Was garnicht so leicht ist.
Was schreibt man über ein Konzert?
Erst einmal ein paar Fakten. 7000 Besucher füllten die Zenith-Halle in München. Das diese voll war konnte man schon daran erkennen, dass die Orga sichtlich Mühe hatte, mit den Massen fertigzuwerden. Der Ansturm an die Garderobe war so gewaltig, dass die Leute vorne wirklich erdrückt wurden und man sich nur unter massivem Einsatz von Ellbogen wieder aus dem Gewühl herausarbeiten konnte. Eine Sperre und eine Schlange hätten da Wunder gewirkt. Natürlich konnte man im November nicht damit rechnen, dass soviele Jacken und Mäntel abgegeben werden.
Dann das Programm.
Über 3,5 Stunden Schandmaul ohne Unterbrechung, die Zugabe war etwas über einen halben Stunde.
Ich habe schon Konzerte erlebt, wo die Band nach einer Stunde zu ein bis zwei Nummern Zugabe überging.
Für dieses Konzert, dass auch die Band als etwas ganz Besonderes verstanden wissen wollte, hatte man eine komplett neue Bühnen- und Lichtshow, zwei Großbildleinwände und das gesamte Equipment für eine Live-DVD-Produktion aufgefahren. Dazu kamen Gastmusiker (Subway to Sally, Letzte Instanz) und ein Backgroundchor. Entsprechend voll wurde es auf der Bühne und so konnte Schandmaul ("zum wahrscheinlich einzigen Mal!" - Zitat Sänger Thomas) sogar die "Königin" spielen. Die Gastinstrumentierung verlieh gerade den wuchtigeren Stücken einen ungeahnten, orchestralen Klang.
Und so spielte Schandmaul als obs das letzte Mal wäre - eine Rundreise durch ihre gesammelten CDs und wirklich alle ihre bekannten Nummern waren dabei. Tempo war angesagt, gerade in der ersten Stunde jagte ein "Gassenhauer" den nächsten, alles betont urgewaltig, druckvoll und mit großer Spielfreude vorgetragen.

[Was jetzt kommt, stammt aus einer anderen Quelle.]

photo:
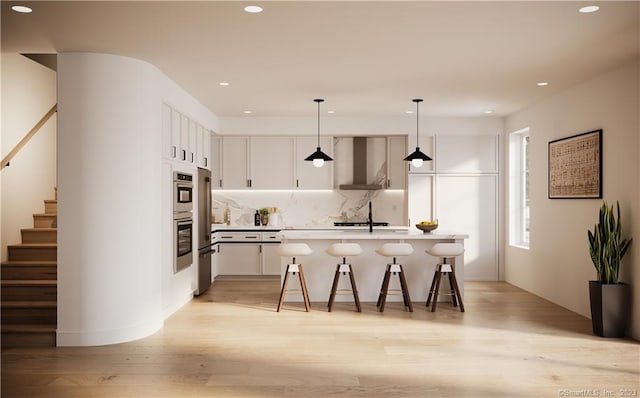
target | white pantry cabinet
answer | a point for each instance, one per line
(396, 165)
(234, 162)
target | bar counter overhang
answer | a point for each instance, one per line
(369, 267)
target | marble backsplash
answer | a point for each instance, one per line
(311, 208)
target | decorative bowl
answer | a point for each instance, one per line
(426, 228)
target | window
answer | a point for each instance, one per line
(519, 197)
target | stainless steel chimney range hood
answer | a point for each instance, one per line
(360, 167)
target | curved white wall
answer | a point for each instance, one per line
(109, 191)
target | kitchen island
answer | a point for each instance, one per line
(369, 267)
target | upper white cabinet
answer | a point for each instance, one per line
(466, 154)
(396, 165)
(203, 147)
(216, 161)
(307, 175)
(271, 162)
(234, 162)
(184, 140)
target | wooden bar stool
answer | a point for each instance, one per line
(294, 250)
(394, 250)
(344, 250)
(445, 250)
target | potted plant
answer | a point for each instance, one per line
(264, 216)
(609, 298)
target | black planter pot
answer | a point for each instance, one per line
(610, 307)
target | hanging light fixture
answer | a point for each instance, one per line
(318, 157)
(417, 157)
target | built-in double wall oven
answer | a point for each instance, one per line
(182, 220)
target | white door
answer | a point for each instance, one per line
(235, 171)
(468, 204)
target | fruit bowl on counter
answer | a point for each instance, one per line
(427, 226)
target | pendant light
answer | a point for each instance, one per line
(417, 157)
(318, 157)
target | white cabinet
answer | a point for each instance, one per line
(307, 175)
(396, 165)
(203, 147)
(238, 259)
(235, 162)
(270, 260)
(271, 162)
(184, 140)
(216, 175)
(247, 253)
(469, 204)
(420, 201)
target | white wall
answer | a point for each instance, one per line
(114, 284)
(557, 267)
(28, 92)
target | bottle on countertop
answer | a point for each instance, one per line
(227, 216)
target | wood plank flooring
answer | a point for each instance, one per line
(230, 342)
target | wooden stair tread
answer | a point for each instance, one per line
(29, 282)
(47, 245)
(28, 263)
(28, 328)
(29, 304)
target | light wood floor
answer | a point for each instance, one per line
(231, 343)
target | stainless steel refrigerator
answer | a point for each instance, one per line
(204, 230)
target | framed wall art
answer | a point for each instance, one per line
(575, 166)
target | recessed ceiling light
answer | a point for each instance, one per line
(588, 9)
(253, 9)
(22, 9)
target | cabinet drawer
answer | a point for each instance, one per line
(238, 237)
(270, 237)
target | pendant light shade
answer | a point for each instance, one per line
(417, 157)
(318, 157)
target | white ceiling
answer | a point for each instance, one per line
(365, 58)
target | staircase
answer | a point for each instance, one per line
(29, 284)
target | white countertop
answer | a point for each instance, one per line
(378, 233)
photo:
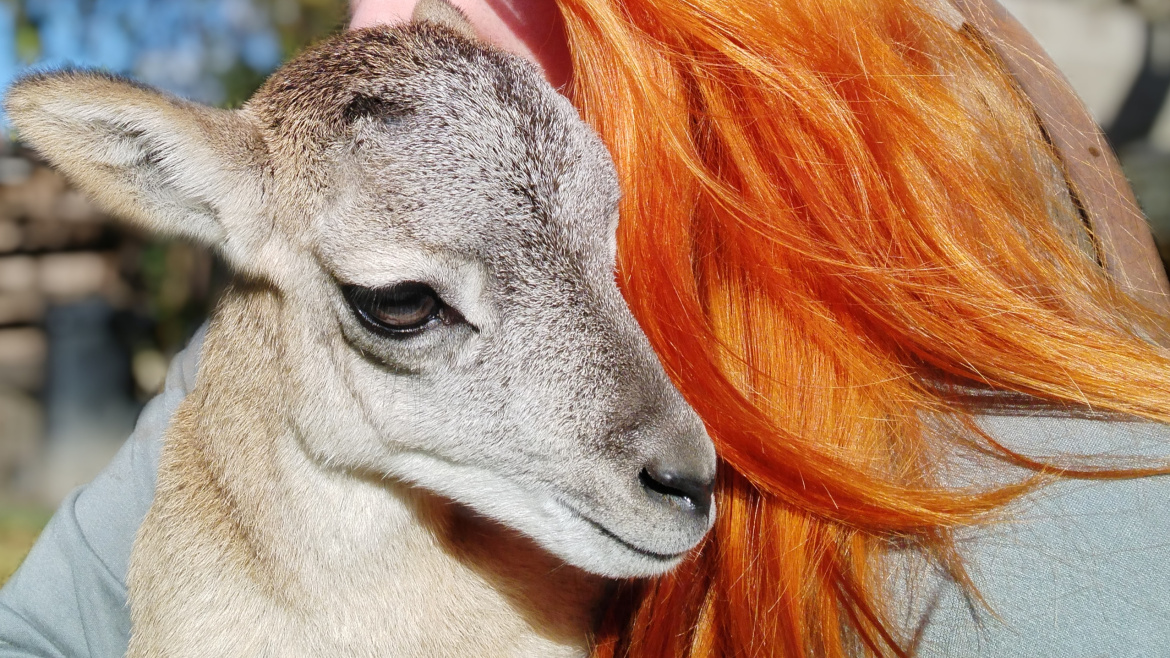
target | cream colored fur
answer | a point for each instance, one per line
(332, 489)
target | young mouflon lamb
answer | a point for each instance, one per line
(425, 420)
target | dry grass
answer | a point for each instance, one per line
(19, 528)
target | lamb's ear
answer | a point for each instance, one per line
(446, 14)
(166, 165)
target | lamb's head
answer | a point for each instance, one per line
(439, 225)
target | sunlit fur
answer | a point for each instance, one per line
(840, 225)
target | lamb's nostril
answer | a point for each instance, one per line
(678, 486)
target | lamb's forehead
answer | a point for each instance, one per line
(455, 144)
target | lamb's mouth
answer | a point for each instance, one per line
(663, 557)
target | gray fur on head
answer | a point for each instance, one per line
(415, 153)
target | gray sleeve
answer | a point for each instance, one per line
(1079, 569)
(69, 596)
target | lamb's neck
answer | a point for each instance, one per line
(362, 555)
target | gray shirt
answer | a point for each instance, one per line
(1079, 569)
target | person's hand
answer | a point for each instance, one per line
(530, 28)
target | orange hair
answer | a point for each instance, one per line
(841, 230)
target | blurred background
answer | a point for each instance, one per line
(90, 314)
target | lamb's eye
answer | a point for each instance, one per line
(398, 310)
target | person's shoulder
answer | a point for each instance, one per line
(1078, 568)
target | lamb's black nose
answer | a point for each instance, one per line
(679, 487)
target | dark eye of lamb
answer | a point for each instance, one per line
(399, 310)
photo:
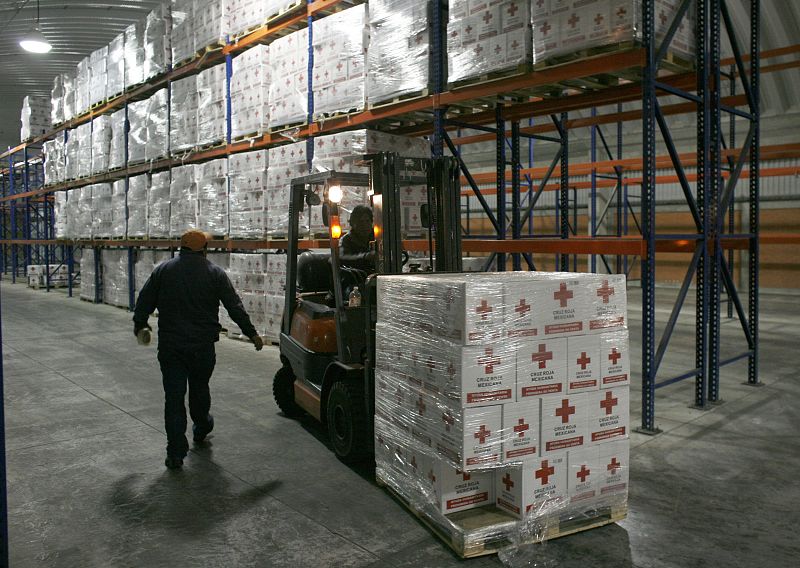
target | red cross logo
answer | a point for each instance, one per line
(542, 356)
(563, 295)
(605, 291)
(608, 403)
(489, 361)
(545, 472)
(565, 411)
(448, 420)
(484, 310)
(521, 428)
(482, 434)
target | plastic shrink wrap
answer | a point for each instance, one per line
(157, 46)
(83, 136)
(35, 117)
(399, 53)
(248, 183)
(285, 163)
(116, 157)
(98, 76)
(212, 105)
(250, 80)
(212, 197)
(339, 53)
(183, 115)
(563, 28)
(288, 89)
(158, 205)
(134, 54)
(115, 82)
(506, 391)
(115, 277)
(183, 200)
(102, 134)
(485, 38)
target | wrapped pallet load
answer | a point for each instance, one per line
(506, 393)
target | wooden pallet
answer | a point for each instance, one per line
(467, 534)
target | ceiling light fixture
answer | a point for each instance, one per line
(34, 41)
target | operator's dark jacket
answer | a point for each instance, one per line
(187, 291)
(354, 252)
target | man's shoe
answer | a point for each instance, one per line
(199, 435)
(173, 462)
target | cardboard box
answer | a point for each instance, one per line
(533, 489)
(565, 422)
(541, 368)
(615, 360)
(521, 431)
(584, 363)
(609, 414)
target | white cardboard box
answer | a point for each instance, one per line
(584, 363)
(535, 488)
(609, 414)
(521, 431)
(565, 422)
(615, 363)
(541, 368)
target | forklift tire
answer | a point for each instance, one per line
(283, 391)
(347, 421)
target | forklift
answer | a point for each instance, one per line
(327, 341)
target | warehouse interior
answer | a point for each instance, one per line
(570, 145)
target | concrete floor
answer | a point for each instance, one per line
(88, 487)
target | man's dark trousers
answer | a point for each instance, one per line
(179, 366)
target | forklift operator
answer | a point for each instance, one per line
(354, 249)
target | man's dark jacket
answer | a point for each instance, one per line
(187, 291)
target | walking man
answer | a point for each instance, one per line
(187, 291)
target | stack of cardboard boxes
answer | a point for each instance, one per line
(506, 389)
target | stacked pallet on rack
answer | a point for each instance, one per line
(503, 393)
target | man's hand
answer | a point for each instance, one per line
(137, 328)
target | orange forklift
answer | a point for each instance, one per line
(327, 343)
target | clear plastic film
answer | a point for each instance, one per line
(138, 187)
(563, 28)
(158, 205)
(487, 37)
(339, 56)
(119, 218)
(250, 81)
(247, 172)
(212, 197)
(116, 158)
(115, 81)
(183, 114)
(288, 90)
(35, 117)
(98, 75)
(102, 134)
(134, 54)
(399, 52)
(212, 105)
(183, 201)
(506, 393)
(157, 145)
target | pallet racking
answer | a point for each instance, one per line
(496, 109)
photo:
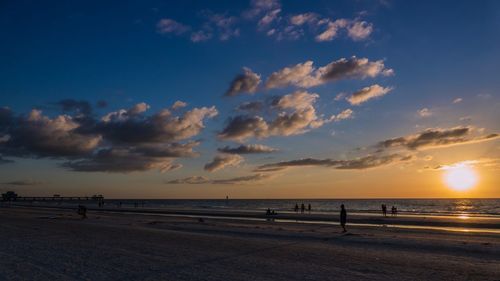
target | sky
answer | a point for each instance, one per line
(249, 99)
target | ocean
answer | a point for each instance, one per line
(474, 207)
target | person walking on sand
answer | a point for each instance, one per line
(82, 211)
(343, 217)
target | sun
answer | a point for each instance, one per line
(460, 177)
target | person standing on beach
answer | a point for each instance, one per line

Natürlich gab es zwischendurch Moderationen von Thomas (einmal sogar Birgit), kleine Anekdoten aus der Bandgeschichte und Spielchen mit dem Publikum - ebenfalls eine Besonderheit von Schandmaul, die ich so ausgeprägt von keiner anderen Band kenne (Saltatio Mortis würde mir noch einfallen, wenn sie auf Mittelaltermärkten auftreten).

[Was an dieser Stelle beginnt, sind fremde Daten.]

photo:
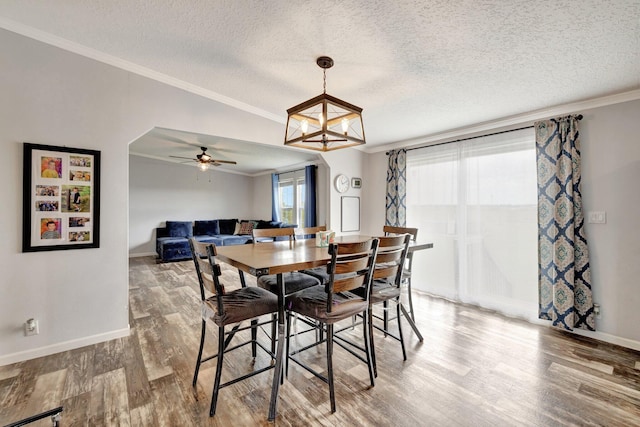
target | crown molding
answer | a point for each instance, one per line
(517, 120)
(131, 67)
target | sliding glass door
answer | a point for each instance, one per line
(476, 200)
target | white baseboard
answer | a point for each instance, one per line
(611, 339)
(141, 254)
(63, 346)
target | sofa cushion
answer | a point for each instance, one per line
(216, 240)
(228, 240)
(244, 228)
(206, 228)
(227, 226)
(179, 229)
(263, 224)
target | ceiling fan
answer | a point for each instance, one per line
(205, 160)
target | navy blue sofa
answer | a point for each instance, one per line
(172, 240)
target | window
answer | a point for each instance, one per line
(291, 197)
(477, 201)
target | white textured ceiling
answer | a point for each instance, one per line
(252, 159)
(416, 67)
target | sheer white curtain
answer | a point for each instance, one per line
(476, 200)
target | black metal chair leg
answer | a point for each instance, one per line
(254, 337)
(367, 326)
(413, 317)
(368, 347)
(332, 395)
(216, 384)
(274, 332)
(385, 316)
(197, 370)
(398, 307)
(286, 353)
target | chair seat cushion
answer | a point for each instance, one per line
(242, 304)
(381, 290)
(312, 302)
(293, 282)
(321, 274)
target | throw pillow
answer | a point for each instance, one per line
(206, 228)
(179, 229)
(227, 226)
(246, 227)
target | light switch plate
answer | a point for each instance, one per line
(599, 217)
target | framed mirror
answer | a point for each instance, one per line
(350, 207)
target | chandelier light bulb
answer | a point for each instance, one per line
(345, 125)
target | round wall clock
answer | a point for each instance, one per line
(341, 183)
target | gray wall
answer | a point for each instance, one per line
(610, 178)
(161, 191)
(50, 96)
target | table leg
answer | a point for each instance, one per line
(277, 374)
(411, 323)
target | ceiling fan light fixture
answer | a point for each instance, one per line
(324, 123)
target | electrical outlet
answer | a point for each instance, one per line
(31, 327)
(597, 217)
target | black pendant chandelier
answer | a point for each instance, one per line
(324, 123)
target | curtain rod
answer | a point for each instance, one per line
(295, 170)
(579, 117)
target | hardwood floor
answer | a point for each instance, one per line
(474, 368)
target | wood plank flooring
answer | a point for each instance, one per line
(474, 368)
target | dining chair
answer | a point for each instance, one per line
(293, 281)
(308, 232)
(386, 286)
(389, 230)
(350, 268)
(228, 309)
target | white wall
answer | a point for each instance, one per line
(50, 96)
(351, 163)
(610, 177)
(161, 191)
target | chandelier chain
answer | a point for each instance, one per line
(324, 80)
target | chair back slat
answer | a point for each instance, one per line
(391, 230)
(351, 265)
(348, 283)
(385, 272)
(302, 232)
(272, 233)
(392, 252)
(413, 232)
(350, 268)
(352, 248)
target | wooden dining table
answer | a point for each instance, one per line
(278, 258)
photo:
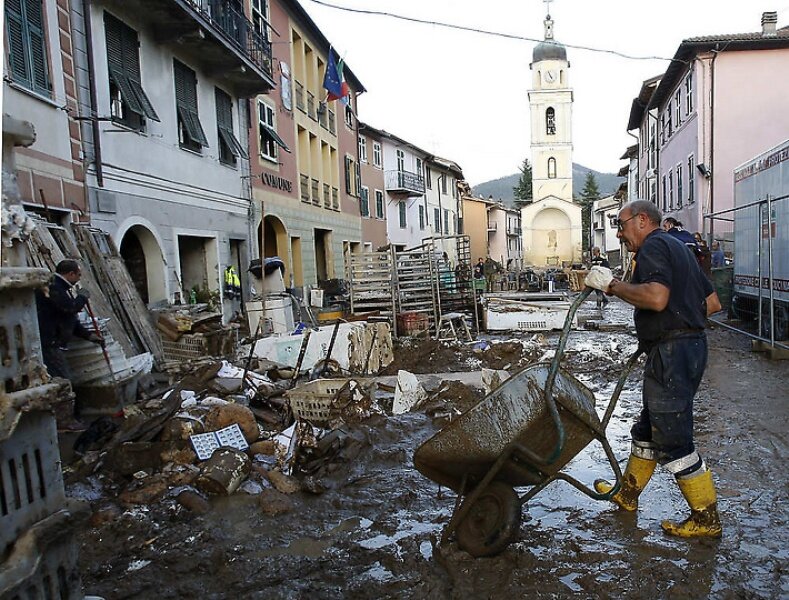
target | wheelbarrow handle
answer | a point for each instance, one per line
(554, 370)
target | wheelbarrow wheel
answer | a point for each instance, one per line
(492, 522)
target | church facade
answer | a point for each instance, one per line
(552, 221)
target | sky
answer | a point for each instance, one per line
(464, 96)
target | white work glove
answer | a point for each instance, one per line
(599, 278)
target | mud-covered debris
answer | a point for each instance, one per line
(145, 491)
(193, 502)
(225, 415)
(223, 472)
(284, 483)
(273, 502)
(409, 393)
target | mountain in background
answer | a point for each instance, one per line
(501, 188)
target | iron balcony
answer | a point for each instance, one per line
(217, 36)
(405, 182)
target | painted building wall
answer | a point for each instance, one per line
(50, 171)
(166, 196)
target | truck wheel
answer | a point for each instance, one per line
(780, 322)
(492, 523)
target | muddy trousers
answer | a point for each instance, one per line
(672, 374)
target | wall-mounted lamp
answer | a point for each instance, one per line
(704, 170)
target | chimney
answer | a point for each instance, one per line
(769, 23)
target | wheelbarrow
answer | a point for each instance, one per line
(520, 435)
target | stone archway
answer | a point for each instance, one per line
(275, 241)
(144, 259)
(552, 238)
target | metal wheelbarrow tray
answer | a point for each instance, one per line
(521, 434)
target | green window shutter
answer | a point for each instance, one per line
(186, 101)
(34, 19)
(123, 60)
(17, 46)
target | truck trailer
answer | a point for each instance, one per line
(761, 237)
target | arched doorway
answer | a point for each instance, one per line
(552, 236)
(143, 258)
(275, 241)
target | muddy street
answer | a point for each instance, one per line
(373, 532)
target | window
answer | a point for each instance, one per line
(349, 173)
(260, 18)
(229, 147)
(128, 103)
(377, 154)
(670, 190)
(364, 202)
(190, 132)
(550, 121)
(362, 149)
(27, 50)
(268, 139)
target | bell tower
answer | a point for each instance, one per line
(551, 106)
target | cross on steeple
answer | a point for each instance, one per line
(548, 21)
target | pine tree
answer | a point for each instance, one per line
(523, 191)
(589, 194)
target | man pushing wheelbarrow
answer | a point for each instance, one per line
(527, 430)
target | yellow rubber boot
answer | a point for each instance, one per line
(635, 478)
(699, 491)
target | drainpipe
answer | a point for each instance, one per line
(716, 51)
(94, 120)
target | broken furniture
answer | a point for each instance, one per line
(450, 324)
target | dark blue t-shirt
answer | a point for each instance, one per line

Aus den frühen Tagen gab es ein paar alte Stücke im neuen Arrangement. Dazu absolute Highlights, wie die drei Lieder des "Siegfried-Zyklus" hintereinander als Medley.

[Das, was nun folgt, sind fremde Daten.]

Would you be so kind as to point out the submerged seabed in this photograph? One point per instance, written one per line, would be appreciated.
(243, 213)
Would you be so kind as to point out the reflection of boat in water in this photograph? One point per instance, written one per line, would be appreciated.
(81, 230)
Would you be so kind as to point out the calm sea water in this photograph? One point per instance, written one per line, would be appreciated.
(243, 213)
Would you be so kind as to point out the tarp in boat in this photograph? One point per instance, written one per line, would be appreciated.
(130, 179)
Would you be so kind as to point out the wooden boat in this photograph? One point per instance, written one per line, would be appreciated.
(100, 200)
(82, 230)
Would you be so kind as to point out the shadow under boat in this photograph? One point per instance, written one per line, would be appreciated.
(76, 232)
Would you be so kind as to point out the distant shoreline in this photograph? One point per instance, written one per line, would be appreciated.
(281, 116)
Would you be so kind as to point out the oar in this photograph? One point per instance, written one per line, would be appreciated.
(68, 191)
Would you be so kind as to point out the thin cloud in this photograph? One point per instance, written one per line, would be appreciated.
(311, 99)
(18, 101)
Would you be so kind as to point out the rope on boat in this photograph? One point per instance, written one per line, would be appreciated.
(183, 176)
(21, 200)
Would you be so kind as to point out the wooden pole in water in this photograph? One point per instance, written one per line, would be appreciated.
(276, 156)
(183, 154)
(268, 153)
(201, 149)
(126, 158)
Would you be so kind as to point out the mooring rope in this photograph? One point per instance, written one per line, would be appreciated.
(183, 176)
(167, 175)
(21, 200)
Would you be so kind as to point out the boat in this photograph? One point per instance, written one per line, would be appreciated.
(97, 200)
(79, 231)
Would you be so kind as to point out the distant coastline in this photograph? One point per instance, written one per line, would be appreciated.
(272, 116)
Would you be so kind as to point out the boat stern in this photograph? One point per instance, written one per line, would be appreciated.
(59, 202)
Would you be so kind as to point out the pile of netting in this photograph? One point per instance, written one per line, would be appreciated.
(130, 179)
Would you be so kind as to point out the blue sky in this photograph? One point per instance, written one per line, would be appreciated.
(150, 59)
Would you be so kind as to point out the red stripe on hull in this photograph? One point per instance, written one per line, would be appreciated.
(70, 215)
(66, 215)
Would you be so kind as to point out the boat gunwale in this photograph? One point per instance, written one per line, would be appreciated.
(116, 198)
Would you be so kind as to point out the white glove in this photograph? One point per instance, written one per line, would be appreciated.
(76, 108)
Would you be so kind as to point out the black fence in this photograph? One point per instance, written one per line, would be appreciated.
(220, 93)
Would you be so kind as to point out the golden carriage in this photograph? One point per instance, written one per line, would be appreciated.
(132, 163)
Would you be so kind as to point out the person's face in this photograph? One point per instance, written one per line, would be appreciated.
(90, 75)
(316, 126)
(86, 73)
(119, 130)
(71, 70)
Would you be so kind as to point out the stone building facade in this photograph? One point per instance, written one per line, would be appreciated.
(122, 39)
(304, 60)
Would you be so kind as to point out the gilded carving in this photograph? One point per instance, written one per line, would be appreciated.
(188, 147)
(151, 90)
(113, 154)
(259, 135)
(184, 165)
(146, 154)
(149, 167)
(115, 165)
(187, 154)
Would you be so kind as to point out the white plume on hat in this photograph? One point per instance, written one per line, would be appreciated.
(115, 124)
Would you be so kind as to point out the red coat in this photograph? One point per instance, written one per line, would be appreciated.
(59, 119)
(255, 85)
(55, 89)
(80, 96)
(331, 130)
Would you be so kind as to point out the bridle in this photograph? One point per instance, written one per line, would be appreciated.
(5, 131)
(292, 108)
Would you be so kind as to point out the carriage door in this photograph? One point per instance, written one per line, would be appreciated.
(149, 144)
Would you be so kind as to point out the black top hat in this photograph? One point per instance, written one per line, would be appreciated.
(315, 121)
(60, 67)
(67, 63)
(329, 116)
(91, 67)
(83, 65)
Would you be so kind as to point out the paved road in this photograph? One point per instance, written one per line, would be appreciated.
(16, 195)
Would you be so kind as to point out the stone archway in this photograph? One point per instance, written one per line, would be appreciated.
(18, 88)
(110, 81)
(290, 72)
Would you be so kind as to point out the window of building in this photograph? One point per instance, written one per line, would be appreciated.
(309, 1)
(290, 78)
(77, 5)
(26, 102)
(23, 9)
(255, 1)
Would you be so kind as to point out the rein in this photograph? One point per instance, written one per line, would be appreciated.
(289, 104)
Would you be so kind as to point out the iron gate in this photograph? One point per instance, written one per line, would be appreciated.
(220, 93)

Zwischendurch gab es sogar eine reine Instrumentaleinlage von Bass und Schlagzeug, regelrecht hardrockig. Und dann eine knappe Stunde ein Akustikset, mit einigen der besonders stimmungsvollen Stücke.
Gegen Ende ging man dann zum "Generalangriff" über - den bekannten Tanz- und Hüpfnummern, die mit soviel Feuer gespielt wurden, dass auch nach drei Stunden die Halle immer noch bebte.
Überhaupt die Fans - hier war offensichtlich der harte Kern versammelt, denn vom ersten Auftritt bis zur letzten Minute ging das Publikum mit und erzeugte entsprechende Gänsehaut - auch bei der Band selbst. Eine der Stärken von Schandmaul ist sicherlich die Interaktion mit dem Publikum, das hier garnicht erst mitgerissen oder warmgespielt werden musste - die Stimmung kochte bereits, bevor die Band auf der Bühne war.
In der Zugabe kamen dann die Balladen, eine Spezialität der Band und ganz am Ende "Dein Anblick". Man könnte die Rührung von Sänger Thomas sichtlich in seiner Stimme hören.
Da ich Schandmaul mittlerweile bereits viermal Live gesehen habe, kann ich durchaus einen gewissen Vergleich wagen und feststellen, dass ich sie nie besser erlebt habe.
Bei diesem Konzert stimmte einfach alles - und es war in jeder Hinsicht ein würdiges Jubiläum und etwas Besonderes. Ich habe bislang nichts Vergleichbares erlebt.
Mehr Schandmaul aufs Maul geht nicht!
Wer das nicht glaubt, der sollte sich die im nächsten April erscheinende Live-DVD des Jubiläumskonzertes zulegen.
Als zusätzliche Anekdote sei vermerkt, dass das strenge Rauchverbot in Bayern seinen Beitrag zum Wohlbefinden in der Halle und zum Genuß geleistet hat.